Keith Barile of East Windsor noted that that particular officer only called her parolee by his last name which is similar to how one might be treated in prison. Barile, who is now a drug counselor, served 15 years of a 25-year sentence at Osborn Correctional Facility before he was released on parole. He said it makes a difference when a parole officer has interpersonal skills and treats you like a human, not an object. He called Office Montoya “the perfect parole officer.”
“I had a parole officer who called me by my first name and that meant something to me,” he said. “Ideally you get a parole officer and a social worker but lots of parole officers are doing both. I haven’t had a bad parole officer but I also was in compliance all the time.”
Bloodworth noted that to be all the things that many people need to be successful when they get out — substance and mental health treatment, housing, and employment — will take resources that the state doesn’t have and won’t have any time soon.

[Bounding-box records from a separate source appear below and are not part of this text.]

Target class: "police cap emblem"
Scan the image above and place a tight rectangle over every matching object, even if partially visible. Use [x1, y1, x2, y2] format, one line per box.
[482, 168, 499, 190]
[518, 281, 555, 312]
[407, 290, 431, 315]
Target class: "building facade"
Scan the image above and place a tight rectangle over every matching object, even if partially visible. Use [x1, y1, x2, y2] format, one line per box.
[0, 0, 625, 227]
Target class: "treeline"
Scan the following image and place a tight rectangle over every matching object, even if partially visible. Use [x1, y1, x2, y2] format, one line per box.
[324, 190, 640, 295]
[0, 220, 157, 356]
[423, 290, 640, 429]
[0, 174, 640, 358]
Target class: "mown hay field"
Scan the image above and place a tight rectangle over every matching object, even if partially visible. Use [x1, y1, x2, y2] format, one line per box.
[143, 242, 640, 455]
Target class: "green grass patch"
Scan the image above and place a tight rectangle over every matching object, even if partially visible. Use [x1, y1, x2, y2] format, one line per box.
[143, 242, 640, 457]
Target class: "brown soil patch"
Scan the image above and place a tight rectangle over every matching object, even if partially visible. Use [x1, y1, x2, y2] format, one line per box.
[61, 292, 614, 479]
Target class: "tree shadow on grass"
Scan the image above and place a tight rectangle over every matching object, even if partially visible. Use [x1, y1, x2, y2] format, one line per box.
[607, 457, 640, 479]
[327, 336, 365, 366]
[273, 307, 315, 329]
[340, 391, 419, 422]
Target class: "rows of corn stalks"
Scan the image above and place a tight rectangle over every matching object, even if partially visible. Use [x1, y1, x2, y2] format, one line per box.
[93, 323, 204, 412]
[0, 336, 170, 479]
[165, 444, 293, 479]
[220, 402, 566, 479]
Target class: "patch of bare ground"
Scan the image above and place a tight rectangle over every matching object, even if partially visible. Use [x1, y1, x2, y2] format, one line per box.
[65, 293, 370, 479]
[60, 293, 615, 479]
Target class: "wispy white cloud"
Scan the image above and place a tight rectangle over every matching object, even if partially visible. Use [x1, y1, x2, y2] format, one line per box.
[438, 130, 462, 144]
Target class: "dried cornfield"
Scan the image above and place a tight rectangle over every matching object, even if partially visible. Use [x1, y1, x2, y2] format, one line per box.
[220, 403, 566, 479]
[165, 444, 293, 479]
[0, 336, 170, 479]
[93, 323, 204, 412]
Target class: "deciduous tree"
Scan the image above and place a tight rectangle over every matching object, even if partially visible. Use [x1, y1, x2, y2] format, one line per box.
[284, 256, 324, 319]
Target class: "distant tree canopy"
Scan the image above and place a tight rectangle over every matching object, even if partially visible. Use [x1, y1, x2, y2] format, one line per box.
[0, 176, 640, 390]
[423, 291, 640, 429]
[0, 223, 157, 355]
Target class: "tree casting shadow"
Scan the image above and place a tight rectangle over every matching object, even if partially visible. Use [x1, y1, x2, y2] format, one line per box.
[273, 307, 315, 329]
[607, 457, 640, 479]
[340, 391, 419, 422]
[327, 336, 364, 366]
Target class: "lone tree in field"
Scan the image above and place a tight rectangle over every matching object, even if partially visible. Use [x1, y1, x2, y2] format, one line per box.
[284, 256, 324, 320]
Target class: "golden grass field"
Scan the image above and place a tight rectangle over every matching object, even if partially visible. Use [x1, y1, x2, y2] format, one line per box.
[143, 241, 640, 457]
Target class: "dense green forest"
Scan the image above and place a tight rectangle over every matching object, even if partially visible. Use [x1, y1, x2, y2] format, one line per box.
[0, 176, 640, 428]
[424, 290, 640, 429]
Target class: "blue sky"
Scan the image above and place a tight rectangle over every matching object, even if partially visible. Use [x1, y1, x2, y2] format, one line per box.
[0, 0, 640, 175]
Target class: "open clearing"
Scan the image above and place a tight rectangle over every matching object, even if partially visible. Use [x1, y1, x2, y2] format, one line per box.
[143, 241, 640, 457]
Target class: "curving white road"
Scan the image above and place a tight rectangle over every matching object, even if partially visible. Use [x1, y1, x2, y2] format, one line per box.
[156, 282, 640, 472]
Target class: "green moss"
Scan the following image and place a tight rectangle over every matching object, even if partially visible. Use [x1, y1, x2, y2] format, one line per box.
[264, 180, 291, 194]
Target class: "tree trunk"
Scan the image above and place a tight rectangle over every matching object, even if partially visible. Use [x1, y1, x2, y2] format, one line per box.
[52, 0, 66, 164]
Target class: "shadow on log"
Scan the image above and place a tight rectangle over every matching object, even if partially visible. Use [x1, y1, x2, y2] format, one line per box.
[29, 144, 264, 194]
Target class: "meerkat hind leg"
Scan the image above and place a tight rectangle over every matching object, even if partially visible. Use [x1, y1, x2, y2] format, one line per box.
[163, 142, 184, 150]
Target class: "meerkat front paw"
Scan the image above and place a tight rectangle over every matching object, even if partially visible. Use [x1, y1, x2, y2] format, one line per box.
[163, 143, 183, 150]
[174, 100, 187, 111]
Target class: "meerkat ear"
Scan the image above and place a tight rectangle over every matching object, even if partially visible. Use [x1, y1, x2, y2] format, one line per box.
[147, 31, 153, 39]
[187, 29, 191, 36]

But one audience member posed a question that might signal the next frontier for a state corrections system that some including Gov. Dannel P. Malloy wants to move from punishment to rehabilitation: Why is the state expending resources monitoring and rearresting people who haven’t actually committed crimes?
All of the parolees featured in the documentary violate their parole. Only two technically commit crimes — possession of illicit drugs — while on parole. But the two parolees who actually go back to prison don’t commit any actual crimes; they are simply in violation of the rules of their parole.
“I don’t see that as criminal activity or a danger to my personal safety,” the audience member said. “What is a threat to my personal safety is someone getting so frustrated by cycling through the system repeatedly that he turns to crime.”